4 thoughts on “The Disturbing Op-Ed In Today’s New York Times”

  1. In fairness, the Obama administration attempted to close the Guantanamo facility and to move the trials of prisoners to U.S. courts. Congress voted to block their ability to do so.

  2. I think these decisions are best left for those deeply involved. Watching Zero dark thirty reconfirmed my feelings. It’s just not a normal situation.

    1. First, you are assuming these are ‘guilty’ parties at Guantanamo. Isn’t that for a court to decide? Isn’t that the foundation of our country?

      Unfortunately, what you said was my biggest fear after seeing that movie. Zero Dark Thirty is fiction and greatly diverges from what actually happened!

      Here is what Peter Bergen, who wrote the definitive book on the subject, “Manhunt: The Ten-Year Search for bin Laden, from 9/11 to Abbottabad,” wrote earlier this year:

      The compelling story told in the film captures a lot that is true about the search for al Qaeda’s leader but also distorts the story in ways that could give its likely audience of millions of Americans the misleading picture that coercive interrogation techniques used by the CIA on al Qaeda detainees — such as waterboarding, physical abuse and sleep deprivation — were essential to finding bin Laden.

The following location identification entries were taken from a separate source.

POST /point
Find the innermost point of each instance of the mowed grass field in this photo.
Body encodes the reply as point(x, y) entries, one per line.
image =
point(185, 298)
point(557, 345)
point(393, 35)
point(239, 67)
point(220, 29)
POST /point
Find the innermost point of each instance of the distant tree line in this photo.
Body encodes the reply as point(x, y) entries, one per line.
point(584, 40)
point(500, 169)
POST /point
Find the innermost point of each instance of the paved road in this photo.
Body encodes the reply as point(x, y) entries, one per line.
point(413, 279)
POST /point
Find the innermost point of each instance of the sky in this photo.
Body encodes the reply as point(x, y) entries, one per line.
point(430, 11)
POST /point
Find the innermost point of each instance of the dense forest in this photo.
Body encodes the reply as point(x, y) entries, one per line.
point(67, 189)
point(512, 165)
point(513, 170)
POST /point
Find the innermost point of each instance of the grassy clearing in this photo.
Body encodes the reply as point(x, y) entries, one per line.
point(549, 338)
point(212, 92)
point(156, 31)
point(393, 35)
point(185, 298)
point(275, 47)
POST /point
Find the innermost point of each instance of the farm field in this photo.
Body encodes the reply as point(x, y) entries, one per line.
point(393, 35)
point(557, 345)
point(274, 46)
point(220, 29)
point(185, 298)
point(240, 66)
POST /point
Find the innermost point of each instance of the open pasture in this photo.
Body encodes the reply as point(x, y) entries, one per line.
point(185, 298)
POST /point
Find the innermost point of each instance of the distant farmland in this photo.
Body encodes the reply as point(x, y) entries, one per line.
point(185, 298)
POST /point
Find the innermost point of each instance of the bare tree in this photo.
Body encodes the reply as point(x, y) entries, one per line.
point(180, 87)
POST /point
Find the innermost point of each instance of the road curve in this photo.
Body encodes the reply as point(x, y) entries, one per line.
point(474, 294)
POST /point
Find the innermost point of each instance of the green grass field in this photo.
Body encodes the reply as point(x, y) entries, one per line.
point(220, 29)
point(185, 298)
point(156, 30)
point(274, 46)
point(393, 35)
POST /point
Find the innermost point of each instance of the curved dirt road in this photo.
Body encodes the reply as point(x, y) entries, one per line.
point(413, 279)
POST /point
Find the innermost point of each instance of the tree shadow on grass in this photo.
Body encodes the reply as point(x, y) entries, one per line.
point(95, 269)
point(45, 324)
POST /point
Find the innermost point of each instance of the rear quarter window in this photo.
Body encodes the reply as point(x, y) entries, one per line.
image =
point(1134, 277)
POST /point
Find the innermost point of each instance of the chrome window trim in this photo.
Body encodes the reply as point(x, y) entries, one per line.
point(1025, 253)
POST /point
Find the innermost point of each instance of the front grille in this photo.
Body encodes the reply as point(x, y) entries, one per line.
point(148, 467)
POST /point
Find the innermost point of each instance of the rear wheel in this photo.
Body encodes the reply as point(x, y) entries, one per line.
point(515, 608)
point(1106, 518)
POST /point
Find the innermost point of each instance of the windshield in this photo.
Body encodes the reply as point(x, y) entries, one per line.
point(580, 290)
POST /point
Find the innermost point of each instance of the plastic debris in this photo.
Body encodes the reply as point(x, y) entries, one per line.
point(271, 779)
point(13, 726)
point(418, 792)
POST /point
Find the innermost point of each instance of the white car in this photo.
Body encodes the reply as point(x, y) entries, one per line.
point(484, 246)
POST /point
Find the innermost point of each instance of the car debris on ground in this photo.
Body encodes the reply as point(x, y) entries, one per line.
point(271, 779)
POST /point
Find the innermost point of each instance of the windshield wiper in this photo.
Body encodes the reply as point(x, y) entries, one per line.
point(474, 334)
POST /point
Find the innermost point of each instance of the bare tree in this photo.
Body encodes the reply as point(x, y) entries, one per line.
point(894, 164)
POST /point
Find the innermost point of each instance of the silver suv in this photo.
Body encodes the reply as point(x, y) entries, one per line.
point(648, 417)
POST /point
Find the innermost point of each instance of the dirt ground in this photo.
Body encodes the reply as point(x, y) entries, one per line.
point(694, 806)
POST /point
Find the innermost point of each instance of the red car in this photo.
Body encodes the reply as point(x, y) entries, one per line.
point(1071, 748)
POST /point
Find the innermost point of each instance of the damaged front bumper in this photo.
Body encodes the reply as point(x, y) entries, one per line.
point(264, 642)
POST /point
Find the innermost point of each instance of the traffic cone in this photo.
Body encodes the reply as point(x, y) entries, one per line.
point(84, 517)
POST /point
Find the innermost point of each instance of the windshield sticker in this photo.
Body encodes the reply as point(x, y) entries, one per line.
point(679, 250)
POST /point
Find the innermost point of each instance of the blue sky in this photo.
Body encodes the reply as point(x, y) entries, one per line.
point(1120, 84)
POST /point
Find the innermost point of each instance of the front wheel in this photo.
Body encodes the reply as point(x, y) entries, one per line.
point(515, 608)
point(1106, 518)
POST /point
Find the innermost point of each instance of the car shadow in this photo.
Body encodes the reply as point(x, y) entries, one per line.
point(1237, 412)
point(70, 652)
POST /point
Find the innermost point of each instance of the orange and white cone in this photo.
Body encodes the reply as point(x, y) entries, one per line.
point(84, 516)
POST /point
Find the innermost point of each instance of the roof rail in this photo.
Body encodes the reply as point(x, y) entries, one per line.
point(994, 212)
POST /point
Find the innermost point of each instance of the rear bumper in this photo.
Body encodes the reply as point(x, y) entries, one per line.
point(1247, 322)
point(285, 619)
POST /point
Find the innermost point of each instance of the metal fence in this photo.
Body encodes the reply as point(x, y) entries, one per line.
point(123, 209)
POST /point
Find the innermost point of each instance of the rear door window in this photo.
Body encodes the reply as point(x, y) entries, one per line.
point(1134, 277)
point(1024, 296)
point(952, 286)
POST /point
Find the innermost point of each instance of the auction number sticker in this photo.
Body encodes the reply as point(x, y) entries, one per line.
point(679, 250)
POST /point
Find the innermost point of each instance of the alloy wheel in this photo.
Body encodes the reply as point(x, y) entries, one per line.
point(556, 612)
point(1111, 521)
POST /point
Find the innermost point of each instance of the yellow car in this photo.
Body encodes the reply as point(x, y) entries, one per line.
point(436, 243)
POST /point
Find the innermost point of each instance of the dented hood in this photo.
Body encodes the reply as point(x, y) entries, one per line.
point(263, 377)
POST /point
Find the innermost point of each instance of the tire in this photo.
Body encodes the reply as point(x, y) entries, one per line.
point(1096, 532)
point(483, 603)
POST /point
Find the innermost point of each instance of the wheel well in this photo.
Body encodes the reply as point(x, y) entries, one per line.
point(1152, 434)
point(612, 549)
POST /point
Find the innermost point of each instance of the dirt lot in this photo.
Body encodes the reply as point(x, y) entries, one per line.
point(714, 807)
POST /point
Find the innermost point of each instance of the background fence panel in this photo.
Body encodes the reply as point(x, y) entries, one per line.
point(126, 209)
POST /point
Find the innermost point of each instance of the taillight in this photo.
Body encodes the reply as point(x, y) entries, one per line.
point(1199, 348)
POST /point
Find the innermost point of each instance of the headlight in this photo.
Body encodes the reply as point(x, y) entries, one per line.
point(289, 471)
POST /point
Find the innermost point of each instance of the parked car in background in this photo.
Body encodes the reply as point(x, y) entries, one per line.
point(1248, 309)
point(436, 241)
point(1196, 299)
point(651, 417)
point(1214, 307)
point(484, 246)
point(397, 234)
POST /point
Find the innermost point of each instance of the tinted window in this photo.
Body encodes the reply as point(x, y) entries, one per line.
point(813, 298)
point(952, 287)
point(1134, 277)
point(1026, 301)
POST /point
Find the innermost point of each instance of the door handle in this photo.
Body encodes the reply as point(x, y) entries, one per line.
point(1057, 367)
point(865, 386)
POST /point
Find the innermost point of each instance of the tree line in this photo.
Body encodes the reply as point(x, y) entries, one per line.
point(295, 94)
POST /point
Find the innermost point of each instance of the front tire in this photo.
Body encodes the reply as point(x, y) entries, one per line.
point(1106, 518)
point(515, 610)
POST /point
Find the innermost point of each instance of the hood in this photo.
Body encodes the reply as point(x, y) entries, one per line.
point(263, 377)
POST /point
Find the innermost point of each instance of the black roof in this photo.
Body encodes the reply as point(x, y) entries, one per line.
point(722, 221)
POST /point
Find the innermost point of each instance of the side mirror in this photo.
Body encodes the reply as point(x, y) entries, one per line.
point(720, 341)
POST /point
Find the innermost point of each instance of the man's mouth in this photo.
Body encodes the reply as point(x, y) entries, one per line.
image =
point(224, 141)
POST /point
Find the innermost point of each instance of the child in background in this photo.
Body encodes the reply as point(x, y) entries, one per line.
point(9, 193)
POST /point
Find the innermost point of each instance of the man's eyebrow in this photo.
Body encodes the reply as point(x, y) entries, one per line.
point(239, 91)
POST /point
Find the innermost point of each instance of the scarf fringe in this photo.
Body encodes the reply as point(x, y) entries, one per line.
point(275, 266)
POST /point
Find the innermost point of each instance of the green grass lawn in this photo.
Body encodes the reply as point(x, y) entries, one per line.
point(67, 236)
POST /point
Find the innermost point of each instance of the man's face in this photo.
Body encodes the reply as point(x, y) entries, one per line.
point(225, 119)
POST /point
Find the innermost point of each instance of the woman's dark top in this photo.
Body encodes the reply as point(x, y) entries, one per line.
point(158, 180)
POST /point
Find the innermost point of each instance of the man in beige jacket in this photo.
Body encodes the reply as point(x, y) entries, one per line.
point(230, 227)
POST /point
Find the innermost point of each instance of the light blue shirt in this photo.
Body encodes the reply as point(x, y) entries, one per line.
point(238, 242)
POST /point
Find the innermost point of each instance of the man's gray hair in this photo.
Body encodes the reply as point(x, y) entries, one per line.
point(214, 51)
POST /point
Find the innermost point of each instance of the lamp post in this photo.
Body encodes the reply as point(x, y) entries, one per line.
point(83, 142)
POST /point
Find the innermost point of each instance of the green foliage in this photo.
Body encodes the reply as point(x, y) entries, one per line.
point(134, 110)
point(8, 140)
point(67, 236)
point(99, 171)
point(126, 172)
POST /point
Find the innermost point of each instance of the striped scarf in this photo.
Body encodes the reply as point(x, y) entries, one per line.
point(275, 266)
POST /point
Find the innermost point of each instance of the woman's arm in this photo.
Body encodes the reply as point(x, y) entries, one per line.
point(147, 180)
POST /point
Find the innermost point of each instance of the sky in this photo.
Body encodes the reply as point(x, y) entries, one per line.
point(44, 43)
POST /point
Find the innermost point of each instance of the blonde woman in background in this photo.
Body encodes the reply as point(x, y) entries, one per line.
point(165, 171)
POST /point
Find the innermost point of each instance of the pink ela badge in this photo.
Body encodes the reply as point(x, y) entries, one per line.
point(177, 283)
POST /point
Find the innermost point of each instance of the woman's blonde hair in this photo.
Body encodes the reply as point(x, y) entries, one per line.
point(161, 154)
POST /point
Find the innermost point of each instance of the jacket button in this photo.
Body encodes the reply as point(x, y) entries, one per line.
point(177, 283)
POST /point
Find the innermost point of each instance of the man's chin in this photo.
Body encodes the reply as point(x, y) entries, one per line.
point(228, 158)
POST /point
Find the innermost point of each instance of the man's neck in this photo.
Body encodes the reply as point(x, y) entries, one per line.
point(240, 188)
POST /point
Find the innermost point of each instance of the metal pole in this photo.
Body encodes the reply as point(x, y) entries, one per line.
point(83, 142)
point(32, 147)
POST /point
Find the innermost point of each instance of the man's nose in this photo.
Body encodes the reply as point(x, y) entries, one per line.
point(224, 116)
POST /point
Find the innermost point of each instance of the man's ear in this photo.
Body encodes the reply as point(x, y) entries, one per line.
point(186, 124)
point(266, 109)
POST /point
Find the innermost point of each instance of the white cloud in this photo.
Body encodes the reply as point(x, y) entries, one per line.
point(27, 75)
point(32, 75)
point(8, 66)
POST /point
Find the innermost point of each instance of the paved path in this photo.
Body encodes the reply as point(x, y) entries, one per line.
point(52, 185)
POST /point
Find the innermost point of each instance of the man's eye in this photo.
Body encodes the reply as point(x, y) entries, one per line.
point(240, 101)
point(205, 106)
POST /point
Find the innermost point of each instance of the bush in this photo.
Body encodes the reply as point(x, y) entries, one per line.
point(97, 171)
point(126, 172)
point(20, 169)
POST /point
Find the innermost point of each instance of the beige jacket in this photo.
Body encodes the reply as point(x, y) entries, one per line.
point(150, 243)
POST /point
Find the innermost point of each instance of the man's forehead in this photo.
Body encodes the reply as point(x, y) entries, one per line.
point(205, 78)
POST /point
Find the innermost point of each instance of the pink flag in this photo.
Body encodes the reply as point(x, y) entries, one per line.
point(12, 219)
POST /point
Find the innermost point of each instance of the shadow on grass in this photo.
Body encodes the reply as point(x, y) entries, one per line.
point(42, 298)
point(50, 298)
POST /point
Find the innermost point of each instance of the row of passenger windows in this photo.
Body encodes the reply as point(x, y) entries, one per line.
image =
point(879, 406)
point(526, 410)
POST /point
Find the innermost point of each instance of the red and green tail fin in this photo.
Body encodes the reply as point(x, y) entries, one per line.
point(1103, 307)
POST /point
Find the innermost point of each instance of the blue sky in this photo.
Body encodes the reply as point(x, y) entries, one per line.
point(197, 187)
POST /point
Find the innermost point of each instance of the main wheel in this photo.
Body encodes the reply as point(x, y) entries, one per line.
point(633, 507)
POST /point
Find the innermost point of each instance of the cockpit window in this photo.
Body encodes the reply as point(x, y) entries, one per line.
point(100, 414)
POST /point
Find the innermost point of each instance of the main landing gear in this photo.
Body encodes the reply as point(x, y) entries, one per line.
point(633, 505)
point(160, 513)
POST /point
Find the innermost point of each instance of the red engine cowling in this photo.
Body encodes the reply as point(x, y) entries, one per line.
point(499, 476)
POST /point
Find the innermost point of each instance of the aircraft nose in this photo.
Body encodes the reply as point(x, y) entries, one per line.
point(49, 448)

      This week, the U.S. Senate Intelligence Committee plans to vote on whether to approve the as-yet unreleased findings of a 6,000-page report about its three-year investigation into the secret CIA interrogation program that is depicted in “Zero Dark Thirty.”

      This report promises to be the definitive assessment of the intelligence value of the CIA’s coercive interrogation techniques. After the examination of millions of pages of evidence, the chairmen of the Senate Intelligence Committee and the Senate Armed Services Committee have publicly stated that coercive interrogation techniques such as waterboarding did not provide the information that led to bin Laden.

      http://www.cnn.com/2012/12/10/opinion/bergen-zero-dark-thirty

  3. No one should use a hollywood movie as basis for deducing the facts of anything. Movies are for entertainment and even when based of real events are distorted to play up the emotional and dramatic aspects to make a ‘better story’.
    Secondly yes Obama tried to close Gitmo and the republicans in congress blocked him at every turn. The people locked up there were captured ,and condemned without ever going to trial at all.
    yes Geoff a trial by jury is one of the foundations of our society and a fundamental right. But the Bush administration found ways around that and some people like it that way. I for one don’t. Give these men their day in a real court where they can havelawyers who can then cross examine the witnesses and evidence and find out exactly what is what. This would be taking the moral high road (showing that we treat even our worst enemies fairly.). This would win us respect around the world. Throwing people into a pit and silencing them for the rest of their lives without trial or recourse can be done by the crudest 3rd world despot. We tell the world we’re better than that and lecture those we think don’t measure up to our idea of human rights but we then in turn do the exact same things as they do? This country used to have better standards for itself.